The biggest benefits of the new AI work are twofold.
First is a set of a dozen new image classification actions that can be used to spell out action in photos to visually impaired users in a way that wasn’t possible before.
Second, the system could allow users to find photos shared by their friends or family members based on keywords even when those photos haven’t been tagged or annotated with any kind of text.
AI is a major effort for Facebook, something the company sees as a key to delivering the most relevant content across many, if not all, of its major services. It seeks to dominate in AI and machine learning, much as it does in social networking and instant messaging, and has assembled teams totaling more than 150 people devoted solely to the field.
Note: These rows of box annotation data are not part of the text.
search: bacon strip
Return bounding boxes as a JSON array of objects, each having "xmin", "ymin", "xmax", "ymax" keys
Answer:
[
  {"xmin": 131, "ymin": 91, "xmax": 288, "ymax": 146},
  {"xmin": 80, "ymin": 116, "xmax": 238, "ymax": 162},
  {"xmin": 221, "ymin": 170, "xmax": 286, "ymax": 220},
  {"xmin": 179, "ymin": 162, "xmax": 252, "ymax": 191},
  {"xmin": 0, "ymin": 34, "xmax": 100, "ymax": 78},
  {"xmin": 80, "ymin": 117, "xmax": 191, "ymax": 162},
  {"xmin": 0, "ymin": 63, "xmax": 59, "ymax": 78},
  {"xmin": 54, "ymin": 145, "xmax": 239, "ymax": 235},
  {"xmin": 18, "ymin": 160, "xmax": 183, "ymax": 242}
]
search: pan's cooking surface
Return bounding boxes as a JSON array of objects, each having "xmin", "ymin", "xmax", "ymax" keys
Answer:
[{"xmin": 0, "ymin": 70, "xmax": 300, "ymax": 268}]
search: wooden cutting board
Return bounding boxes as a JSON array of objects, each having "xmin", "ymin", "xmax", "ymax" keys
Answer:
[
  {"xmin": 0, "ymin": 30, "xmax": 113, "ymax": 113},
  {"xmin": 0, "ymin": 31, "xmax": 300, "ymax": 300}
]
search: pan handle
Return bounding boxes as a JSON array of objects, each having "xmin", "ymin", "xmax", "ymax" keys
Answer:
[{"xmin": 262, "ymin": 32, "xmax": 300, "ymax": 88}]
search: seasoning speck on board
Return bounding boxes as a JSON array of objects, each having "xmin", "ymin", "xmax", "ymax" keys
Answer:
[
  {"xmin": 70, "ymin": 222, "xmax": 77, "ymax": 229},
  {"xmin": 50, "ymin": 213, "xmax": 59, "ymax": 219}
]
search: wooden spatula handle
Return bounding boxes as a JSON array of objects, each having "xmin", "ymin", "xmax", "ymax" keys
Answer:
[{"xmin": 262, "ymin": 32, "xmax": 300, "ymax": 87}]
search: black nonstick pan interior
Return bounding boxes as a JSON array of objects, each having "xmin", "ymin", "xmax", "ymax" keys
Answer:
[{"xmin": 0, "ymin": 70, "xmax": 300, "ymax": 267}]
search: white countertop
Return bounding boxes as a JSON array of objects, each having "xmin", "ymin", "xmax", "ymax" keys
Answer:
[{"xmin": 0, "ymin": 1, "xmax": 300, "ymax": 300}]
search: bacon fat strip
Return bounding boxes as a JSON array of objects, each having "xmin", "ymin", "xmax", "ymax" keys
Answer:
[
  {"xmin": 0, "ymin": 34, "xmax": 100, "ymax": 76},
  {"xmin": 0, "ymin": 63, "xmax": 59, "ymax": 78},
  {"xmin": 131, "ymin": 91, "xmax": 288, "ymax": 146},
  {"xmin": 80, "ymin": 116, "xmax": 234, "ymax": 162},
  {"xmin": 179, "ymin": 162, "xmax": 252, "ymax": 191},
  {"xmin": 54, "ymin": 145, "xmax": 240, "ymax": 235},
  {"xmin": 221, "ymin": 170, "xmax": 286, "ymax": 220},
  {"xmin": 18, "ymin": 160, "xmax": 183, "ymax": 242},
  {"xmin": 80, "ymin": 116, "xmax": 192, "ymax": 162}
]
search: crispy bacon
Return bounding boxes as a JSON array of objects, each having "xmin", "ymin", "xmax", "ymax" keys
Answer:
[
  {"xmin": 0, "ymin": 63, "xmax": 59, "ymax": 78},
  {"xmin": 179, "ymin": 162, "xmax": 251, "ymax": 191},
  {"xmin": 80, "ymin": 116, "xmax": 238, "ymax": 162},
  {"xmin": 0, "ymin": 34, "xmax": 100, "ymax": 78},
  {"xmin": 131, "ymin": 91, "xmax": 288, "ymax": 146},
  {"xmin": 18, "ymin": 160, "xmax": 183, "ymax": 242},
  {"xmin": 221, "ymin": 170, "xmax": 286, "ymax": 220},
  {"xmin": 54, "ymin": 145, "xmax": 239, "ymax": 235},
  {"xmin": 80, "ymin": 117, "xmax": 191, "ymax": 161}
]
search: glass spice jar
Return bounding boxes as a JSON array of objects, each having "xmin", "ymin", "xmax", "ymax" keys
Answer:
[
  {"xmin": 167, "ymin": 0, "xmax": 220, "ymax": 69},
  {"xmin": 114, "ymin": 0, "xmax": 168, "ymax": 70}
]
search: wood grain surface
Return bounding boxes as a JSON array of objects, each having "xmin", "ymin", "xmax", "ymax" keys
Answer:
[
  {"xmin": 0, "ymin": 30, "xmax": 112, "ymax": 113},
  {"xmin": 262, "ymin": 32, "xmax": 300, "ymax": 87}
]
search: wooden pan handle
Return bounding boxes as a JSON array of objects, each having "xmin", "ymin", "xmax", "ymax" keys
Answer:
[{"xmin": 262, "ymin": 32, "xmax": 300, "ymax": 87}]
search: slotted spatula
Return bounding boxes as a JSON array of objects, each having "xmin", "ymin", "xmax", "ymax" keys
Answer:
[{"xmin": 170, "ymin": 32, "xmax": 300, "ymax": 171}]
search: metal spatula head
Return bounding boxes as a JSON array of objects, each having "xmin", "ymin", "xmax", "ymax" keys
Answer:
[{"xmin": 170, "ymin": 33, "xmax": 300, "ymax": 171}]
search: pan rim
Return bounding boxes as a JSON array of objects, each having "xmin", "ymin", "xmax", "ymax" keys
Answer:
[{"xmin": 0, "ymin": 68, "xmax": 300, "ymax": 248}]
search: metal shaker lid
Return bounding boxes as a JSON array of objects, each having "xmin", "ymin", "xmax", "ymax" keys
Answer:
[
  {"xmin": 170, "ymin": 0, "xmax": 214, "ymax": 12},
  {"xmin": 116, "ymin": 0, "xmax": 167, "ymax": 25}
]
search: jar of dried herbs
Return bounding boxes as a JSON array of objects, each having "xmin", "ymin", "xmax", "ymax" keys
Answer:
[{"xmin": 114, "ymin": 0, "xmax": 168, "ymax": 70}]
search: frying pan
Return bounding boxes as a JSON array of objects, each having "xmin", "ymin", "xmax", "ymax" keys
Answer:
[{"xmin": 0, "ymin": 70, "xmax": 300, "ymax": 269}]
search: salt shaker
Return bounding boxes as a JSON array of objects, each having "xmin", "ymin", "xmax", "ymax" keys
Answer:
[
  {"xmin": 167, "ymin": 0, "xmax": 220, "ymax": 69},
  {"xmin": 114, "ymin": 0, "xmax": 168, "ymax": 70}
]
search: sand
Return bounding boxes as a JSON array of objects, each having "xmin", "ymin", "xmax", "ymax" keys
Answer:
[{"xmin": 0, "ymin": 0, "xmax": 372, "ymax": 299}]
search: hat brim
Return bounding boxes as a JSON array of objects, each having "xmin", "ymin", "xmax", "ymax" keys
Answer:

Facebook has also tripled its investment in processing power for AI and machine learning research—though it won’t say how much that investment is–in recent years.
Naturally, Facebook isn’t alone in these efforts. Every major tech company is investing heavily in AI, as the technology is seen as the basis of the next era of computing. “It is the most important computing development in the last 20 years,” Jen-Hsun Huang, the CEO of Nvidia, told Fast Company last year, “and Facebook and others are going to have to race to make sure that AI’s a core competency.”
In a blog post about the new developments, Joaquin Candela, the head of Facebook’s Applied Machine Learning group, noted that online search, even for images, has traditionally required parsing text, and that images could generally only be found if they had been properly tagged or captioned.
“That’s changing because we’ve pushed computer vision to the next stage with the goal of understanding images at the pixel level,” Candela wrote. This helps our systems do things like recognize what’s in an image, what type of scene it is, if it’s a well-known landmark, and so on. This, in turn, helps us better describe photos for the visually impaired and provide better search results for posts with images and videos.”
Accessibility has been a focus of Facebook’s since 2011, aiming to improve the way visually- or hearing-impaired users interact with the service. In 2015, the company began utilizing AI as a way to enrich blind users’ experiences. It built algorithms that were able to automatically interpret certain photos and videos into spoken words that offered the visually impaired context around objects in posts they’d never had before.
With that system, a screen reader could tell a user that an image of a sunset contained things like nature, outdoor, clouds, grass, a horizon, plants, or trees.
But now, the new image classification system could add actions to the context it can provide, things like “people walking,” “people riding horses,” “people dancing,” “people playing instruments,” and others.
The advance was made possible by building a machine-learning model, based on 130,000 hand-annotated photos of people, that can “seamlessly infer actions of people in photos,” Candela wrote.
The second major innovation is a search system that takes advantage of image understanding to filter through masses of possible photos in order to produce the most relevant in the quickest way possible. The upshot? It should be able to surface pictures of, say, a black shirt even when such images aren’t tagged.
This could be valuable for users who remember seeing a photo of someone or something but not where it came from. And especially so if the desired photo didn’t have tags or captions.
Ultimately, while advances like these are impressive today, Facebook knows that it’s only in the early stages of applying AI to image search and accessibility.
“While these new developments are noteworthy,” Candela wrote, “we have a long and exciting road ahead and are just scratching the surface of what is possible.”